For a third time, the Prime Minister is under investigation by the Conflict of Interest and Ethics Commissioner, twice having been found to have broken the law. On the front lines of this latest scandal with the WE Charity, the Prime Minister is in the company of another minister who has been found to have broken ethics laws in this country: the Minister of Finance with his forgotten French villa.
We hear from the finance minister and the Prime Minister, time and time again, that they are sorry. They are sorry they were caught, because right out of the gate with any of these issues the immediate response is that there is nothing to see here.
We remember with the SNC-Lavalin scandal the very first reaction by the Prime Minister was that the story in The Globe and Mail was false. Since then, the Ethics Commissioner investigated and found in the Trudeau II Report that the Prime Minister did contravene the Conflict of Interest Act. The story in The Globe and Mail was true.

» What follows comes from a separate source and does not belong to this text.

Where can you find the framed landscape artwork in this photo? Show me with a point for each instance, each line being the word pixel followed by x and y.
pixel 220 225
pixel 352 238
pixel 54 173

We know that when it was before cabinet, and members of cabinet spoke out against the lack of ethical integrity at the table, the member for Vancouver Granville, the former minister of justice and attorney general, was fired. Canada's first female, indigenous attorney general was fired.
We know that when another member of cabinet with integrity, the former president of the Treasury Board, Dr. Jane Philpott, raised the issue as well, she was kicked out of caucus with the member for Vancouver Granville.
We know from those two reports, the Trudeau Report and Trudeau II Report, that the Prime Minister likes to reward his friends. We know from the ejection of the member for Vancouver Granville and the former president of the Treasury Board, the Hon. Dr. Jane Philpott, that the Prime Minister punishes his enemies.
Accountability is not found today in the office of the Prime Minister, so we look to the government benches and ask Liberal members if they have the courage of their convictions and the intestinal fortitude to demand better of their Prime Minister.